Al pie de la sierra de Badaia se encuentra Tortura. Pese a lo abrupto de este escarpe, baja desde la sierra hasta términos de Tortura un camino transitado desde la prehistoria. Situado en el tramo del camino de Zaragoza a Bilbao ya desde el siglo XVI. Por su situación al pie de la sierra, Tortura formaba parte de la «Comunidad de la Sierra Brava de Badaya», utilizada para el gobierno y aprovechamiento de sus pastos y arbolado. En Tortura existió un «coto redondo» con su «palacio, casas, era y güerta» más la iglesia de Santo Tomás, luego ermita.
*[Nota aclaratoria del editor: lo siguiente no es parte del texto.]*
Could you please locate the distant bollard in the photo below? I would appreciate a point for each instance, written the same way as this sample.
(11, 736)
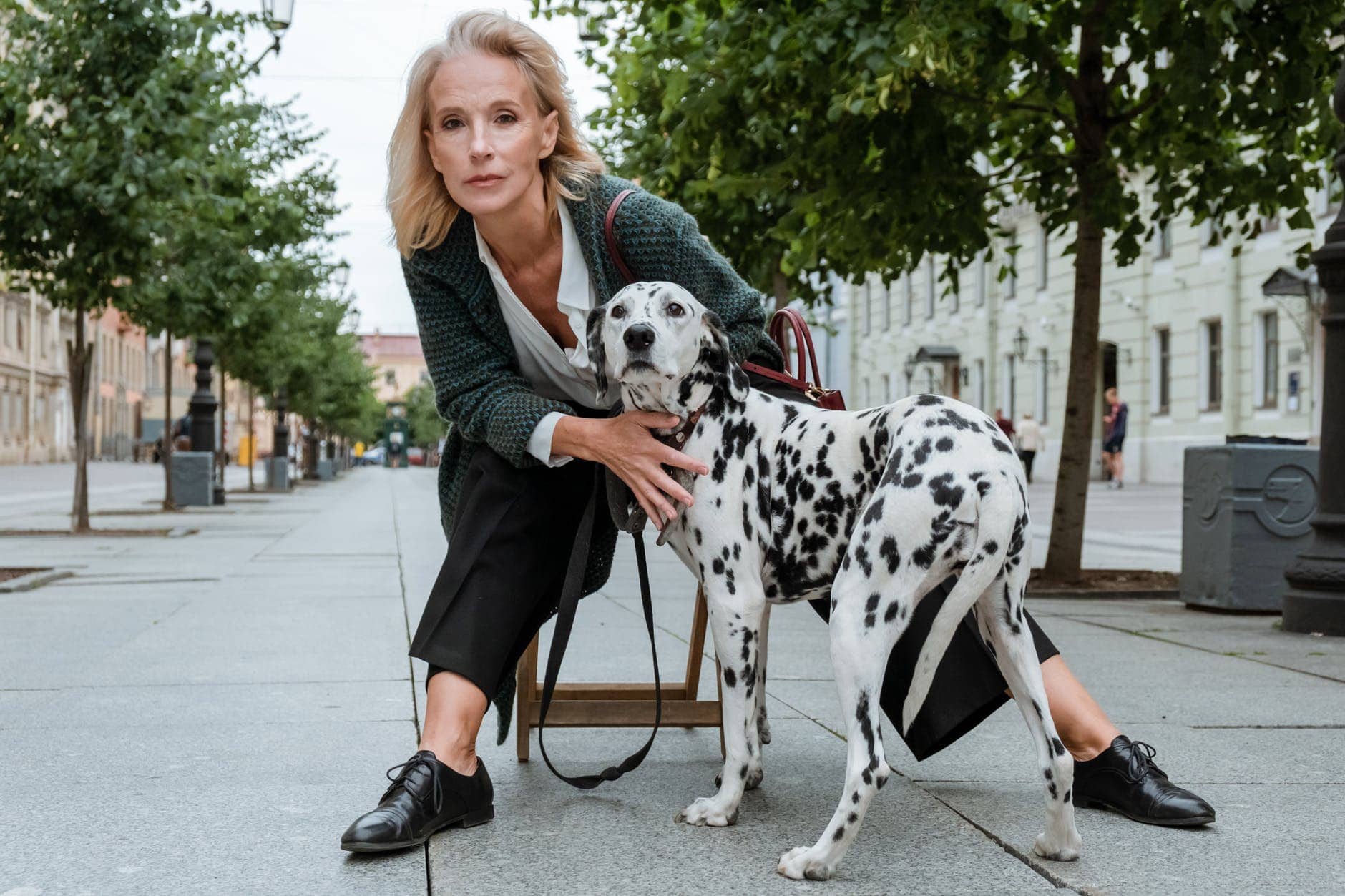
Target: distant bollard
(1246, 511)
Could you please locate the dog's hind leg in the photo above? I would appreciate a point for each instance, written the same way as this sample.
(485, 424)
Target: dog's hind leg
(1001, 621)
(736, 624)
(871, 610)
(763, 726)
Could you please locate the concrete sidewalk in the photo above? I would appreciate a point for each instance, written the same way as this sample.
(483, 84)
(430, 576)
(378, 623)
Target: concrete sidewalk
(207, 714)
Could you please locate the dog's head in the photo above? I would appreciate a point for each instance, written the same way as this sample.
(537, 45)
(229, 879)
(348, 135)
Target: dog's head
(665, 349)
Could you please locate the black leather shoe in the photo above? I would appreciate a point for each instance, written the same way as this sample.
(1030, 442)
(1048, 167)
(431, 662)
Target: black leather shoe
(426, 797)
(1125, 779)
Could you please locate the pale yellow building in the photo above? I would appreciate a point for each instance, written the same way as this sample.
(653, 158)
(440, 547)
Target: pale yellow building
(398, 363)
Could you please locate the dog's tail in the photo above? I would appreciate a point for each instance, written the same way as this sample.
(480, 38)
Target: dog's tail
(985, 567)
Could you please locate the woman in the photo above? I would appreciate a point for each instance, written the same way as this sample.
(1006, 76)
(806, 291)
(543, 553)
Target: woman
(498, 210)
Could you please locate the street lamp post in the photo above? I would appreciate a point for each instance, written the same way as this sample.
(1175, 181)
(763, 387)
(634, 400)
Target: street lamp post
(279, 14)
(203, 400)
(1316, 596)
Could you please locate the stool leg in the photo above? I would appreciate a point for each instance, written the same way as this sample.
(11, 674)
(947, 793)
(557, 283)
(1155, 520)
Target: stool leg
(524, 700)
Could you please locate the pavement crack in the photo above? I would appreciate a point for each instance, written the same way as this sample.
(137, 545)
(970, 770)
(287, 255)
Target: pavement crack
(1059, 883)
(1204, 650)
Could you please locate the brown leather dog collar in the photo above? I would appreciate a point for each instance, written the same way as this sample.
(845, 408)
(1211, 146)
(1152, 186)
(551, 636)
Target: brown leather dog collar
(678, 436)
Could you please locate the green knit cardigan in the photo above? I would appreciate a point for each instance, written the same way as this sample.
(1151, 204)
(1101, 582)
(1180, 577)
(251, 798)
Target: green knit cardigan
(478, 386)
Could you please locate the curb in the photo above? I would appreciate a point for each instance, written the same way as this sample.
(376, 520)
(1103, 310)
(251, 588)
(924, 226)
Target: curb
(34, 580)
(1103, 595)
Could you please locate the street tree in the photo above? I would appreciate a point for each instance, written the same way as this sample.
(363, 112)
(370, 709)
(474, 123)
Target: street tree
(104, 112)
(857, 136)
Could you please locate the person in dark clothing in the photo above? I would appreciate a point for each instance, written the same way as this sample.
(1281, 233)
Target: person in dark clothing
(1114, 435)
(504, 259)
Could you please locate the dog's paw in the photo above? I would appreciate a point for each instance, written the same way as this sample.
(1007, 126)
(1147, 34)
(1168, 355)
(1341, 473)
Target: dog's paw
(1057, 850)
(799, 864)
(704, 812)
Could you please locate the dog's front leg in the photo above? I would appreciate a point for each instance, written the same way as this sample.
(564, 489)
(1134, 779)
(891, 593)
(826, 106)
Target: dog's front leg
(735, 624)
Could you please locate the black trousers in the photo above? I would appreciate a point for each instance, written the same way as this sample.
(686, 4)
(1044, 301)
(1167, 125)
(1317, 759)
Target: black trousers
(504, 573)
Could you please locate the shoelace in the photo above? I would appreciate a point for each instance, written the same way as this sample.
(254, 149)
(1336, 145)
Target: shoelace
(414, 762)
(1143, 760)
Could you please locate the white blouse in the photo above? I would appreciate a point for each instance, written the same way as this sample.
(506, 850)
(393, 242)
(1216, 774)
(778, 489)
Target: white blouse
(553, 372)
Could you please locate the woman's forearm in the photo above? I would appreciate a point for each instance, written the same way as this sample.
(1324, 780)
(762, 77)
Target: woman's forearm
(577, 438)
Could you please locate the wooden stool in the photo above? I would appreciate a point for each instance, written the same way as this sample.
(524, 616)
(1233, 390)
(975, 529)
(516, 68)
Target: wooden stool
(620, 704)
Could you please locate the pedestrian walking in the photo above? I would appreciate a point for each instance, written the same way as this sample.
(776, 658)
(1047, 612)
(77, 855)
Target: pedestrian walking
(498, 207)
(1029, 443)
(1114, 436)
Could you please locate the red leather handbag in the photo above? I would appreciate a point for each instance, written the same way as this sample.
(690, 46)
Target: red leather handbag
(806, 354)
(802, 349)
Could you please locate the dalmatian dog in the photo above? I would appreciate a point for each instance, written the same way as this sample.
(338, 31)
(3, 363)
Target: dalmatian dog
(874, 508)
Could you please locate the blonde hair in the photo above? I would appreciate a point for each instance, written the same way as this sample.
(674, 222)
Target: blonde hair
(417, 201)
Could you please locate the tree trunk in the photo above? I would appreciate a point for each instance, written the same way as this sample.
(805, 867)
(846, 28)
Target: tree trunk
(168, 501)
(781, 285)
(1067, 522)
(78, 357)
(252, 438)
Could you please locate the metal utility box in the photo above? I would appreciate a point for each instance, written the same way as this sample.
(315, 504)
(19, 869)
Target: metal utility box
(1246, 511)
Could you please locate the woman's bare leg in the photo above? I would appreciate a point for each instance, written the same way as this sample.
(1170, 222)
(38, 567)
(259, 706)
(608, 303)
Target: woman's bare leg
(454, 714)
(1080, 722)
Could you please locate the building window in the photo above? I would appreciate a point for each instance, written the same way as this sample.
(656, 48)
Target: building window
(1210, 365)
(929, 287)
(1042, 257)
(1042, 385)
(1266, 361)
(1208, 235)
(1163, 370)
(1331, 197)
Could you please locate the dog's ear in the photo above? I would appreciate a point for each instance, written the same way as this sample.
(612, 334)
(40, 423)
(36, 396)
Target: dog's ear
(597, 354)
(716, 354)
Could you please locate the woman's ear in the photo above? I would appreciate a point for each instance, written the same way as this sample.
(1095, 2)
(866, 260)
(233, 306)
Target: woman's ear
(597, 354)
(717, 355)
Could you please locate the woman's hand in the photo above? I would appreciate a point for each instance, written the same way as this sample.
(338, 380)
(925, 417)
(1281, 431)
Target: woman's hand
(627, 447)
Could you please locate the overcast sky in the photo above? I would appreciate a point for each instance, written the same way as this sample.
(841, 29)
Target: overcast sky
(345, 62)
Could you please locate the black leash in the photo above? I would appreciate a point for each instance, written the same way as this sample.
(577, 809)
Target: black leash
(565, 622)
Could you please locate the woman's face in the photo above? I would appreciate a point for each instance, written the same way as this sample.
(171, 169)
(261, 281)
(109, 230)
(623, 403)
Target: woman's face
(487, 135)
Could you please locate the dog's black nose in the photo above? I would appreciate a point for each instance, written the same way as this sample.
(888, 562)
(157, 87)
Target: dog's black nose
(638, 337)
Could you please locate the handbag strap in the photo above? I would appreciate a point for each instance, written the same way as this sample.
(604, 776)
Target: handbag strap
(612, 250)
(561, 638)
(574, 584)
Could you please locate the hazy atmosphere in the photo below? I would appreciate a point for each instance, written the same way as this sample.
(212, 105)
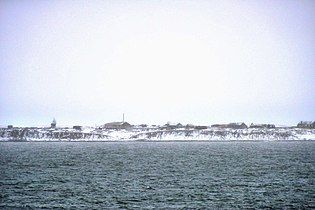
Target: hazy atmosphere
(201, 62)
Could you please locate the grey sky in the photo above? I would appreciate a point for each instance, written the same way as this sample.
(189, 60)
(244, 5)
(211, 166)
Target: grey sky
(201, 62)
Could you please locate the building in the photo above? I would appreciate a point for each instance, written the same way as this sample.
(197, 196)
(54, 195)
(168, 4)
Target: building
(117, 125)
(239, 125)
(262, 125)
(306, 124)
(53, 124)
(77, 127)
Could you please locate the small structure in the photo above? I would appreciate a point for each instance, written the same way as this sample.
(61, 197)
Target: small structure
(117, 125)
(77, 127)
(53, 124)
(306, 124)
(239, 125)
(262, 126)
(200, 127)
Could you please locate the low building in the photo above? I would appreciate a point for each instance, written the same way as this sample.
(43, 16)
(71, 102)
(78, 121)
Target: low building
(117, 125)
(77, 127)
(262, 125)
(53, 124)
(200, 127)
(306, 124)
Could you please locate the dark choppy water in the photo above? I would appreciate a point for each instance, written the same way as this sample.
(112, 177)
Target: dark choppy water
(157, 175)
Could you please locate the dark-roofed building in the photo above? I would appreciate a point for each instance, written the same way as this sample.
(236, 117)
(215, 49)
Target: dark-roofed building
(117, 125)
(306, 124)
(77, 127)
(262, 125)
(231, 125)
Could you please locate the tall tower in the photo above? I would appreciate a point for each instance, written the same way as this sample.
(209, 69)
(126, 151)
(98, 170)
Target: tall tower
(53, 124)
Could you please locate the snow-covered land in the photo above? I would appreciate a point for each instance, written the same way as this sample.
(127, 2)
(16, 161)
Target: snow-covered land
(158, 133)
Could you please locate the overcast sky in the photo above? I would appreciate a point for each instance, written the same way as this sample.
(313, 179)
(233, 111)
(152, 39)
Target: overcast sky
(200, 62)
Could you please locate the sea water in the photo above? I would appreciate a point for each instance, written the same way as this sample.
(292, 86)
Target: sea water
(150, 175)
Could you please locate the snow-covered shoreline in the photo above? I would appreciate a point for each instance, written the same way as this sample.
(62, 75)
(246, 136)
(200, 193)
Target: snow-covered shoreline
(155, 134)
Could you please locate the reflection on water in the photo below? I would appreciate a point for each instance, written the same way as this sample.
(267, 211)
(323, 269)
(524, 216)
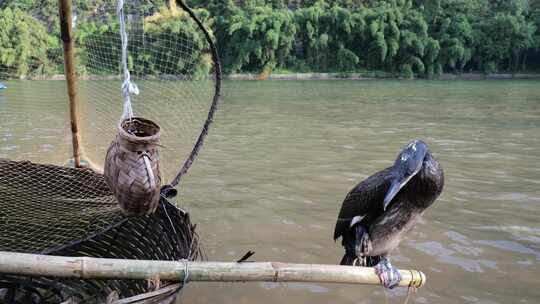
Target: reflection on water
(282, 155)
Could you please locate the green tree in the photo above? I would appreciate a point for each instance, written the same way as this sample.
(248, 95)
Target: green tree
(24, 44)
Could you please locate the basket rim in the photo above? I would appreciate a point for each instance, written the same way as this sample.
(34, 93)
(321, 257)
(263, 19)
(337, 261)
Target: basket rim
(124, 134)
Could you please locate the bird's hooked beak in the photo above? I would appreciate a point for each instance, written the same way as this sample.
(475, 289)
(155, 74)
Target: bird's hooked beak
(406, 166)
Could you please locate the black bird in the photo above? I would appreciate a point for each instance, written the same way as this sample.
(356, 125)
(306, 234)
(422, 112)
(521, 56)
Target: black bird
(378, 212)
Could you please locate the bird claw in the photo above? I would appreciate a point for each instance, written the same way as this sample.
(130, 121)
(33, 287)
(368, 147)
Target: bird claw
(388, 275)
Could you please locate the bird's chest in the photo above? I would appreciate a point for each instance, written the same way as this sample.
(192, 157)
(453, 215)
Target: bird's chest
(387, 231)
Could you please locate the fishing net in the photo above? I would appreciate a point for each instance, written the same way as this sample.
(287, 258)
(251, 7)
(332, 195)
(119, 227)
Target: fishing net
(46, 206)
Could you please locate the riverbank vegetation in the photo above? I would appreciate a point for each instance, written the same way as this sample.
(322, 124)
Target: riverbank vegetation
(404, 37)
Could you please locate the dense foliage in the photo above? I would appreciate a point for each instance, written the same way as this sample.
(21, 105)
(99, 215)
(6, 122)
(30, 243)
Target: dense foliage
(408, 37)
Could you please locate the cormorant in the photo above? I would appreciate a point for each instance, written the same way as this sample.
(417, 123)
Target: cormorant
(378, 212)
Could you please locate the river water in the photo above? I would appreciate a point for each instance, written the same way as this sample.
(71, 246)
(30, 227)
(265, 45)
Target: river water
(282, 155)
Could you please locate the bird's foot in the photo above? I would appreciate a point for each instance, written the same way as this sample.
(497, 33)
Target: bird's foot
(388, 275)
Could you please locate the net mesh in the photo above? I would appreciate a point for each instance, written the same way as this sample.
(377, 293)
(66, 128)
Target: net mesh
(47, 207)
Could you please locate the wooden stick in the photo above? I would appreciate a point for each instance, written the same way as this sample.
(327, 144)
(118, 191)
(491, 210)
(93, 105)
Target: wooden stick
(99, 268)
(69, 69)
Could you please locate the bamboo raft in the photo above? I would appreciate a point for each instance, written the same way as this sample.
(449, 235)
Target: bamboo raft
(182, 271)
(79, 247)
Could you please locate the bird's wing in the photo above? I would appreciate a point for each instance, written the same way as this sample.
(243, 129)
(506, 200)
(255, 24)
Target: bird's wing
(365, 198)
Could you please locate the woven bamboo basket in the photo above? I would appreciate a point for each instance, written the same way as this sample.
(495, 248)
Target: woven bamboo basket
(132, 166)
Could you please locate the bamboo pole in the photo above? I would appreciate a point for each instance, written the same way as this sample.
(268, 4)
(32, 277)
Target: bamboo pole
(69, 69)
(99, 268)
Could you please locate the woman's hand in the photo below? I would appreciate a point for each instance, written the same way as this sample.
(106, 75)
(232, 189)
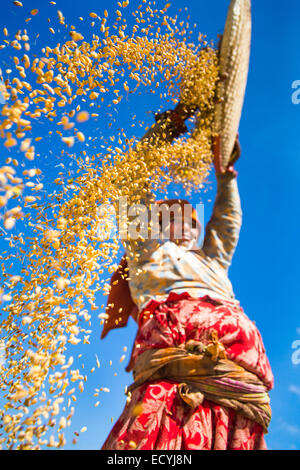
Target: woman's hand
(236, 153)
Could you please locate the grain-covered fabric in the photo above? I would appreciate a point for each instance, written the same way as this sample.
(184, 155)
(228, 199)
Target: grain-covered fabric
(157, 418)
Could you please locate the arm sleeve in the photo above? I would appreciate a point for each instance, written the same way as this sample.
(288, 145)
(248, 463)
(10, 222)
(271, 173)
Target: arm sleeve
(223, 229)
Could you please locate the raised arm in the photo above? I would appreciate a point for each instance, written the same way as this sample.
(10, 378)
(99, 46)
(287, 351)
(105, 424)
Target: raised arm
(223, 229)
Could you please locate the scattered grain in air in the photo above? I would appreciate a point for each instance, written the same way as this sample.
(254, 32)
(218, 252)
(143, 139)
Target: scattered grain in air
(97, 362)
(132, 445)
(80, 136)
(9, 223)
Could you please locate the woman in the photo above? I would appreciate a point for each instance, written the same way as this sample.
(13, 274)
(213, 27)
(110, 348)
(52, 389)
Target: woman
(201, 375)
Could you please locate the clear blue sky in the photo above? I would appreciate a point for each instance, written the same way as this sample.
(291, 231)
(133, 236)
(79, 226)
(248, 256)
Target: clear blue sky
(265, 269)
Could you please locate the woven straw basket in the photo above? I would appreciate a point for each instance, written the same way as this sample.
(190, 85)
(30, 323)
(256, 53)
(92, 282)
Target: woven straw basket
(234, 66)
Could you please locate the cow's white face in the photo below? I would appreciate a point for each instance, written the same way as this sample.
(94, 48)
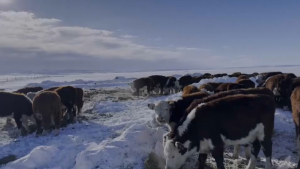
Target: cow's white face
(133, 89)
(259, 78)
(176, 153)
(162, 111)
(156, 89)
(177, 85)
(166, 90)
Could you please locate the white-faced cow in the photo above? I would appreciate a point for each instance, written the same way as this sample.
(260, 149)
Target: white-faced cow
(197, 102)
(170, 85)
(159, 81)
(232, 120)
(143, 83)
(183, 81)
(170, 112)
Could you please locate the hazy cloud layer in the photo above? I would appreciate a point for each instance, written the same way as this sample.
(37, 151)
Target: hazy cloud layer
(26, 38)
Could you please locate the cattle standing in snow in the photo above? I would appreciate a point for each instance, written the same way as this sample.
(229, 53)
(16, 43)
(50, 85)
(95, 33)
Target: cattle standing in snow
(219, 75)
(47, 110)
(281, 85)
(19, 106)
(207, 88)
(242, 77)
(232, 120)
(143, 83)
(79, 99)
(229, 86)
(170, 85)
(296, 82)
(262, 77)
(295, 100)
(247, 83)
(214, 85)
(195, 103)
(183, 81)
(25, 90)
(235, 74)
(170, 112)
(159, 81)
(189, 90)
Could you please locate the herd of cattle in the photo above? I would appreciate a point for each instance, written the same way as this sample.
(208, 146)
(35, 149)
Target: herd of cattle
(207, 118)
(46, 109)
(203, 121)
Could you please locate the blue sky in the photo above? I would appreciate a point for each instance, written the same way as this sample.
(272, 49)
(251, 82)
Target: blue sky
(147, 35)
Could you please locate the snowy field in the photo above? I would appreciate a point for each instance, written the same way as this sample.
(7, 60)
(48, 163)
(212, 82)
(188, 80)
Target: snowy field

Este coto pertenecía al mediar el siglo XVI a don Juan de Guevara.
En 1257 figuraba con el nombre de «Tortum», alusión acaso a los caminos tortuosos que bajan de Badaya hasta el lugar. En 1556 tenía 12 vecinos, un siglo más tarde siete. A principios del siglo XX la población alcanzó los 25 vecinos. Hoy cuenta con 1 único habitante.
Su iglesia es una esbelta construcción medieval del siglo XIII de sillarejo y mampostería, su portada situada al Oeste es un arco apuntado con cuatro arquivoltas y trasdós sin decorar. Su campanario es una espadaña esbelta, de mampostería, con los arcos de campanas ligeramente apuntados.